How are these I might go with them? -*Nitto Tires NT555R EXTREME DRAG P275/40R17 93V *


----------



## jpalamar (Jul 22, 2008)

Using drag radials on a DD makes no sense.


----------



## The Detailer (Nov 1, 2009)

Drag radials on a dd does make sense, Especially if more power mods are added, On the stock radials I can't even begin to hook up even from a 35-45 mph roll. The Nitto's in 245 or even the 275 size will fit without any additional mods, drag bags, fenders rolled,etc,, I have had the BF Goodrich dr's they were the first ones I tried on the GTO Because I had good results on my Camaro with them, The issue I had with the BFG's was the sidewalls split out, I tried the Nitto's in 245's Great results, The MT's had issues in the rain and everyone knew you had a dr on the car from a distant, Now I'm back to the Nitto's in a 275 size, Now issues thus far, Especially in the rain, And its not so obvious that your on dr's.


----------



## jpalamar (Jul 22, 2008)

I dunno man, I think once you hit the point you can't hook with street tires you are no longer a DD and you need to find a beater.


----------



## The Detailer (Nov 1, 2009)

crzygoat said:


> How are these I might go with them? -*Nitto Tires NT555R EXTREME DRAG P275/40R17 93V *


Perfect fit without any other mods required ( dragbags, rolled/ cut fenders, inner fender mods/ shocks altered/ wheels studs). These tires run narrow compared to the MT's in a 275 size and mount on the stock GTO rims perfect, They do pretty well in the rain until they get worn down, Then they are like any other dr.


----------



## BMR Sales (Feb 12, 2009)

I would look into the Nittos as others have said. They are really the perfect mix of performance and longevity as far as drag radials go. On my 99 Trans Am I used to own I would get 20k-25k out of a set and they would handle very well in adverse conditions as long as they weren't super worn out. The Mickey Thompson and BFG drag radials are way too sketchy in the rain and are in my opinion too soft to daily drive. The life span of the tire isn't nearly what the Nittos are.


----------



## offaxis (Jul 28, 2005)

crzygoat said:


> For my 04 m6 goat I want to get drag radials for the back and it is a daily so I'm lookin for a good tire and a good track tire that will help me hook up.. Any sugestions?!?

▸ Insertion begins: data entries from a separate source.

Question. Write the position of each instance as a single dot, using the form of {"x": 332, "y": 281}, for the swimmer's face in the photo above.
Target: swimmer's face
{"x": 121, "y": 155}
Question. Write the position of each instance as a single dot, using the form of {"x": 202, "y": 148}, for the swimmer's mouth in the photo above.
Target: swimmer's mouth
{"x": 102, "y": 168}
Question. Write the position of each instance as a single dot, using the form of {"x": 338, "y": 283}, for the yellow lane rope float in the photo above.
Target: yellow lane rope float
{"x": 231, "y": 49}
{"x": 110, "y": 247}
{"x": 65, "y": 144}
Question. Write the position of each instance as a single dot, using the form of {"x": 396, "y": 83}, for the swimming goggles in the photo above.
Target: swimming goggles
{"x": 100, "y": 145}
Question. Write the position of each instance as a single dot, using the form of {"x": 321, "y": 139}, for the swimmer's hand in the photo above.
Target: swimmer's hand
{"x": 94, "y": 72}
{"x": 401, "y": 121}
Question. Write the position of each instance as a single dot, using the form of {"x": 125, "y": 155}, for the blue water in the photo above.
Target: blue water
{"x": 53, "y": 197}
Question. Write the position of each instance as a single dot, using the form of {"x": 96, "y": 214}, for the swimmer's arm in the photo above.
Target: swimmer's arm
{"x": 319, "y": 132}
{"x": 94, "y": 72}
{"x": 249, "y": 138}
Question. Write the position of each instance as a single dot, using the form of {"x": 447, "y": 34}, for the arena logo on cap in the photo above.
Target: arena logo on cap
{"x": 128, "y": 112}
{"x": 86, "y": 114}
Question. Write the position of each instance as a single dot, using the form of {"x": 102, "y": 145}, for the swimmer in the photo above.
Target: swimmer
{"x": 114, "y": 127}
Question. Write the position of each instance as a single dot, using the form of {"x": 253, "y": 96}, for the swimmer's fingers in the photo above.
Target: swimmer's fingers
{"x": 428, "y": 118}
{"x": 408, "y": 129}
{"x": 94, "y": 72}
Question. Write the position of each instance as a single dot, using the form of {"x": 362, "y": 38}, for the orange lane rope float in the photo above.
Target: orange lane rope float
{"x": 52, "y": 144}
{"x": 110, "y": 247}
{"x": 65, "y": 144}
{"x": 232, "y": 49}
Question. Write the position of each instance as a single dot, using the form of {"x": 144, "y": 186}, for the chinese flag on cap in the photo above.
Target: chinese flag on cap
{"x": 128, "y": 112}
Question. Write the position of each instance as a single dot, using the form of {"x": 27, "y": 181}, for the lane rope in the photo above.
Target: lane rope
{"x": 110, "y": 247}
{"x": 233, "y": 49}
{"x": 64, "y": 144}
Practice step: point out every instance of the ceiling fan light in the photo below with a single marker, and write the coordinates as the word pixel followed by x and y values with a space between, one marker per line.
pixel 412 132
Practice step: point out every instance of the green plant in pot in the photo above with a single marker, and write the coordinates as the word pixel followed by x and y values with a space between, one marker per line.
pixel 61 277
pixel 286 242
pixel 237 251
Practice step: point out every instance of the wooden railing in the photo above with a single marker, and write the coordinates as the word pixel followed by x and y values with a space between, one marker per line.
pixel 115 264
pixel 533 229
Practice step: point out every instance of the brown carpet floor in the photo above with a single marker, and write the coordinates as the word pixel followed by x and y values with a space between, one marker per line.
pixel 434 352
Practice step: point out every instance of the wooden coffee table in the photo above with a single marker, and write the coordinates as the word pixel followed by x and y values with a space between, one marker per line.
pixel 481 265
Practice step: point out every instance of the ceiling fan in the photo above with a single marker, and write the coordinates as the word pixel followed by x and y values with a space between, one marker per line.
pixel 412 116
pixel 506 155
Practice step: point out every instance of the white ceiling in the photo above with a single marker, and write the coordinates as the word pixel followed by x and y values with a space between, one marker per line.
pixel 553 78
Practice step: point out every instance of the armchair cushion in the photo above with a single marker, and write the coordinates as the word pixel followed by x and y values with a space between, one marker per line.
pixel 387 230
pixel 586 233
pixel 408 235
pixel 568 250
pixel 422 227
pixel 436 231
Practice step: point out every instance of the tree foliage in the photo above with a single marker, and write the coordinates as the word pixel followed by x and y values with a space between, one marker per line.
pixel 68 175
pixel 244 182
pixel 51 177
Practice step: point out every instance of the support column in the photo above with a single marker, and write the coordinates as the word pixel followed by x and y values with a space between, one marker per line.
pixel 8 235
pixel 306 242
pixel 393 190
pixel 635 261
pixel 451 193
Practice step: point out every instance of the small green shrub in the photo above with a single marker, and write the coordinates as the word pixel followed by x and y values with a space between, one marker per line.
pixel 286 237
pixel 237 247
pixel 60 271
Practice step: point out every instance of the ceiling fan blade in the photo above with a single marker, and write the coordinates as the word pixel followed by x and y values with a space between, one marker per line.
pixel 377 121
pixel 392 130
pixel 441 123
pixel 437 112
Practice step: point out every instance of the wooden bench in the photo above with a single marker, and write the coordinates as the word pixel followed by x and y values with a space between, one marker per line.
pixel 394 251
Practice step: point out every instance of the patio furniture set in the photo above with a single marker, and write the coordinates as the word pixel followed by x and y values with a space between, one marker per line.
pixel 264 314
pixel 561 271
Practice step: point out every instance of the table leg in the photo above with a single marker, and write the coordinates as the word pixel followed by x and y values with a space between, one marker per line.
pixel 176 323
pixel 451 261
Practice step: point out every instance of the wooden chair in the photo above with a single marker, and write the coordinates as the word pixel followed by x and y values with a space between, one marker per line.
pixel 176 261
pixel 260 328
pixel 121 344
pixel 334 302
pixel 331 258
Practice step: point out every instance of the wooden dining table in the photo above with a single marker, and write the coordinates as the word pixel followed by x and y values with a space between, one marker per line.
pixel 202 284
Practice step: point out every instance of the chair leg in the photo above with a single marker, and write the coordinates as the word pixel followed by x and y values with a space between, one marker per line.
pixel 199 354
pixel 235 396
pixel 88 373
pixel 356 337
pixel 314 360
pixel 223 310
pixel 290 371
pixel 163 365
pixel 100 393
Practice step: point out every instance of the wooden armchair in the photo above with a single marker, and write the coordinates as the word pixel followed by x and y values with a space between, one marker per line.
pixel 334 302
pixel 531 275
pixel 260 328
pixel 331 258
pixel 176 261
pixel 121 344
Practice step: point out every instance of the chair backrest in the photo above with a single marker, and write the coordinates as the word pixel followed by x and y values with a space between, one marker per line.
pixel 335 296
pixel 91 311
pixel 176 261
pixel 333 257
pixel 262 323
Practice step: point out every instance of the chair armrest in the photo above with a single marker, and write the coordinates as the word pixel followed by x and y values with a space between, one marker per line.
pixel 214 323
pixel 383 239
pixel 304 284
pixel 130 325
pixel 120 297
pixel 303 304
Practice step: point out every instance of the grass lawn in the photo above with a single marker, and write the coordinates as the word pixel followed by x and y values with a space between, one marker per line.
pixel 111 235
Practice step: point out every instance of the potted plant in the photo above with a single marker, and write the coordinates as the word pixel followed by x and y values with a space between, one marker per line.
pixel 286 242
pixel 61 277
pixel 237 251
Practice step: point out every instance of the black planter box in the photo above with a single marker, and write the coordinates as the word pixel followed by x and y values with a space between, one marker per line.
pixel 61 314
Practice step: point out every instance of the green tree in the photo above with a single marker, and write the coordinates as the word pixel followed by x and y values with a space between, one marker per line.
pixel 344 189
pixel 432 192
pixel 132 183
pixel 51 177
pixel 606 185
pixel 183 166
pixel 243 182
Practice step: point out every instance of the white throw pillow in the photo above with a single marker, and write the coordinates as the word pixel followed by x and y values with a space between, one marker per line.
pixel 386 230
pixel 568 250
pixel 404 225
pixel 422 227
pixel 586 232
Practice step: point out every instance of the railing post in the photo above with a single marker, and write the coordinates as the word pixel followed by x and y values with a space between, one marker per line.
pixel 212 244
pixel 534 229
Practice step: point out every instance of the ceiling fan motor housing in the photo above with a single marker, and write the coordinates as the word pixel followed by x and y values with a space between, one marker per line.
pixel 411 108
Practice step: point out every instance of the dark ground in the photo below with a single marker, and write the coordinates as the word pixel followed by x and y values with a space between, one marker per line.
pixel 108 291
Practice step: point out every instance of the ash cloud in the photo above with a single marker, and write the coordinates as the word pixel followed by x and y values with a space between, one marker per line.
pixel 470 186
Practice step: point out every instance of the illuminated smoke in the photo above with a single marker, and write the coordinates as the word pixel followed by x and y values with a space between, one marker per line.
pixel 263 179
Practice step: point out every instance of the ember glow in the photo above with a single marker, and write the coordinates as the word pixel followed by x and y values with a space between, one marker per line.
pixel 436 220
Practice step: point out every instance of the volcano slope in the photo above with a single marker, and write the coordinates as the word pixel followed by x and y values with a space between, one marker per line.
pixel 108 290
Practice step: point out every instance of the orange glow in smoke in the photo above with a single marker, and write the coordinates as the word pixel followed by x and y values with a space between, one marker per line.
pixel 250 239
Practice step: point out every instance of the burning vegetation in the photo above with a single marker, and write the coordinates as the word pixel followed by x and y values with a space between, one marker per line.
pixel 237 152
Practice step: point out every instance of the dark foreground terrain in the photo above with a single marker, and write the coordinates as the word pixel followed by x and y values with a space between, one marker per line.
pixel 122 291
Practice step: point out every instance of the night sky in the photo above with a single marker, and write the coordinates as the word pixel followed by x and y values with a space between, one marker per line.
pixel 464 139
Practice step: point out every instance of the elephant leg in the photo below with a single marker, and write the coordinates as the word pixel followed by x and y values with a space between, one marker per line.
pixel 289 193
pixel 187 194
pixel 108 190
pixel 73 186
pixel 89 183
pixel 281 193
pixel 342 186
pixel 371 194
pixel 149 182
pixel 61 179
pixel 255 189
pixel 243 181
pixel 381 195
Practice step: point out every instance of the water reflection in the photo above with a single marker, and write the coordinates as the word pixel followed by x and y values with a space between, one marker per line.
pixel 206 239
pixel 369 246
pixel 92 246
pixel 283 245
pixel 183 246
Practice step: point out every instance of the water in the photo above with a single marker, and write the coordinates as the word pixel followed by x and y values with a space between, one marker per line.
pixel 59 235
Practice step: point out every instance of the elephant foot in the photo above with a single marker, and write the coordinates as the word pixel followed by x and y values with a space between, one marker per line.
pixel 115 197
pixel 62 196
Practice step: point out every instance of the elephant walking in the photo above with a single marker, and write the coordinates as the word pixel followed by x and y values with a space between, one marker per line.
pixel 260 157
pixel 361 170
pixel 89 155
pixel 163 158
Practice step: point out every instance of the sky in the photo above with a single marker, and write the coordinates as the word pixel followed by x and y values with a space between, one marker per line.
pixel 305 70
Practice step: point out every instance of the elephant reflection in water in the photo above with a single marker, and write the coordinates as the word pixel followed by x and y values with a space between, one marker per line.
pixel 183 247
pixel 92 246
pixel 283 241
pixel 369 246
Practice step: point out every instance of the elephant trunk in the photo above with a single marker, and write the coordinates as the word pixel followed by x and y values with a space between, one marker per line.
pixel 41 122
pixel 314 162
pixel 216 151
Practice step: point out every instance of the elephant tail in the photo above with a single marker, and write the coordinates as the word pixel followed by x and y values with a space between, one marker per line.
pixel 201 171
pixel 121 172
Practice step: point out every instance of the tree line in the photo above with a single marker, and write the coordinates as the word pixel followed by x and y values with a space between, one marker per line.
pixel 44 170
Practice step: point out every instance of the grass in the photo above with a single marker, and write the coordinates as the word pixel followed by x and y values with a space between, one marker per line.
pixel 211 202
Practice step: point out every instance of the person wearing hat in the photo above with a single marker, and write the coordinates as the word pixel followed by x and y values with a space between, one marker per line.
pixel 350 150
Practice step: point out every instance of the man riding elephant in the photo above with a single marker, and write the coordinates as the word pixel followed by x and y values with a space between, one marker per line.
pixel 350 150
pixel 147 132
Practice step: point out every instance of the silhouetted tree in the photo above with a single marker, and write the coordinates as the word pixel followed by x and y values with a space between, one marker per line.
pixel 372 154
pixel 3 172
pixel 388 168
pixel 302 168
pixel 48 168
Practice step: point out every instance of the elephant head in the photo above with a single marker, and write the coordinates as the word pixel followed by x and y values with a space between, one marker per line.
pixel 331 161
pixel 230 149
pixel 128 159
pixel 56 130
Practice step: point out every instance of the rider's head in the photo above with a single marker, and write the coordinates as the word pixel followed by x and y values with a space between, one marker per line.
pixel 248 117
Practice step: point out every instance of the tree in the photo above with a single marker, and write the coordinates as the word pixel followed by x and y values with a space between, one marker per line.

What size rims are you running?
I run the 265/40/18 inch mickey thompson drag radials. The 18`s unlike the 17`s have a real tire tread pattern like a nittos so they will channel water like a regualr tire until they a bald. They are pretty damn sticky too. Ive done 1.54 60 fts on them but I expect better soon.


----------



## motoristx (Apr 27, 2010)

BMR Sales said:


> I would look into the Nittos as others have said. They are really the perfect mix of performance and longevity as far as drag radials go. On my 99 Trans Am I used to own I would get 20k-25k out of a set and they would handle very well in adverse conditions as long as they weren't super worn out. The Mickey Thompson and BFG drag radials are way too sketchy in the rain and are in my opinion too soft to daily drive. The life span of the tire isn't nearly what the Nittos are.


 :confused wich Nitto tire are you talking about? the NT01 or The NT 555R?


----------